Processing Specifications

How We Ensure Data Integrity with Unique Control Numbers

Below is an overview of our standard specifications when processing Electronically Stored Information (ESI). Please note that these standards may change from time to time due to advancements in technology and improvements to workflows. Should you have any questions or concerns related to the specifications defined herein, then please contact our professional services team at [email protected]

Numbering Settings

Numbering Type:

  • Documents will receive a unique identifier during data processing. This unique identifier is referred to as the “Control Number”.
  • By default, the Control Number will be prefixed with “REL” and contain 7 leading digits (e.g.; REL0000001)
  • The Control Number will be applied to each record with the next available number for that prefix.

Parent/Child Numbering

  • Child records will always receive a sequential Control Number immediately following their parent record. The only exception being if a retried exception file is published to a workspace. If a retried exception file is published to the workspace, then the retried children will be suffixed with the parent.

Global Deduplication

Global deduplication is applied on promotion to review by default.

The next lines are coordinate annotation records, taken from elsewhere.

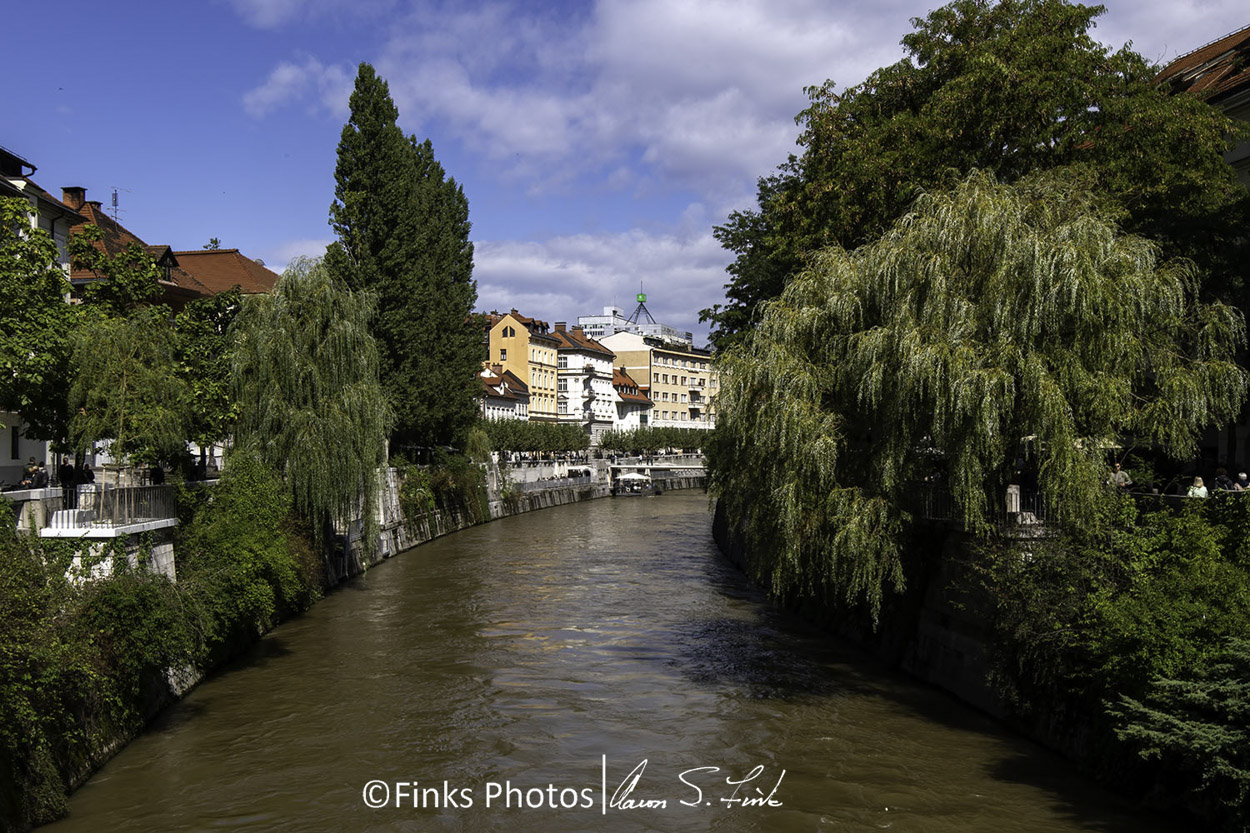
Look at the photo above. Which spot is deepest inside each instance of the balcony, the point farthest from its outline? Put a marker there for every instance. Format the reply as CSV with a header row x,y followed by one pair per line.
x,y
111,513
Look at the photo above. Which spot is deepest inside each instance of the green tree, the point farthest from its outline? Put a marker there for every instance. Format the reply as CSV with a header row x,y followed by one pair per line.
x,y
991,322
1011,88
1198,728
204,343
403,229
123,282
305,377
35,324
126,388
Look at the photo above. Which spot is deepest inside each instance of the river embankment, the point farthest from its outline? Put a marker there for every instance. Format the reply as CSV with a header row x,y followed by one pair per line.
x,y
145,642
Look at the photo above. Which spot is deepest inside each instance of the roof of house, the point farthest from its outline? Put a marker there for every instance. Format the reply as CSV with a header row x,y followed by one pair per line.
x,y
221,269
1218,70
504,385
625,388
576,339
178,285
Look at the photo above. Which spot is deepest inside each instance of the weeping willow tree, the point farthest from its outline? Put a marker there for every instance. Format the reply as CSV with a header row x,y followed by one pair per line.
x,y
305,375
988,323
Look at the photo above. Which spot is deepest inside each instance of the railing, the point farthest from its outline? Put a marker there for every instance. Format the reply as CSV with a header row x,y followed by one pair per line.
x,y
556,483
120,507
934,502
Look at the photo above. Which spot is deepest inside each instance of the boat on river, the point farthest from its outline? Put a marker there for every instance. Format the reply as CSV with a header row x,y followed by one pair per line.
x,y
633,484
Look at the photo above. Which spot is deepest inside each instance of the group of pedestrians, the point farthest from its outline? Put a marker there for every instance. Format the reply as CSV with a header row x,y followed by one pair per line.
x,y
1196,489
1221,483
34,475
71,477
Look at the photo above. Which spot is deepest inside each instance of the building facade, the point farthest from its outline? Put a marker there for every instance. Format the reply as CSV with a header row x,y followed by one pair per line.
x,y
584,382
525,347
504,395
678,379
633,407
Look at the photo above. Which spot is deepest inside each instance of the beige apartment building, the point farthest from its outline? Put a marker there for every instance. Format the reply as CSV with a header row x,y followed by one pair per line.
x,y
678,378
521,345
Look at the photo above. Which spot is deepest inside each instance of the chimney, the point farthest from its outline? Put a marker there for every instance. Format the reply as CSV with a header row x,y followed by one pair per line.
x,y
74,196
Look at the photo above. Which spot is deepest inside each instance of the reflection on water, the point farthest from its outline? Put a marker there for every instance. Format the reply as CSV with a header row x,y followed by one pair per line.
x,y
505,663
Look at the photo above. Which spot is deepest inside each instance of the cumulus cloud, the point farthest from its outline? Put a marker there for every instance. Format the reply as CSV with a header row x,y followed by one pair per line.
x,y
625,98
566,277
328,86
274,14
278,257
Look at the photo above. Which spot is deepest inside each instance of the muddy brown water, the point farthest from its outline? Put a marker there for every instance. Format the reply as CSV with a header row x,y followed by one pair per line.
x,y
594,667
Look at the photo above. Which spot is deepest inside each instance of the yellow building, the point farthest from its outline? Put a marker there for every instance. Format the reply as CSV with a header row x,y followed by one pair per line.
x,y
523,345
679,379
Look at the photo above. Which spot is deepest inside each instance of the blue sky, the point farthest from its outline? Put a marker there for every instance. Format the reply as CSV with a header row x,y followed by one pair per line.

This means that during data processing only one copy of each parent record recognized during data processing is promoted to each workspace (along with its associated attachments).

Deduplication  in Relativity is applied only on Level 1 non-container parent files. If a child file (Level 2+) has the same processing duplicate hash as a parent file or another child file, then they will not be deduplicated, and they will be published to Relativity, regardless of whether the hash field has the same value. This is done to preserve family integrity.

Please contact our professional services team should you have a need to apply deduplication on a custodial level, or not at all.

Timezone

All files are processed in Coordinated Universal Time (UTC) by default. The time zone used to display date and time on a processed document. This selection determines the default time zone on the processing data sources that you create and then associate with a processing set. The default time zone is applied from the processing profile during the discovery stage.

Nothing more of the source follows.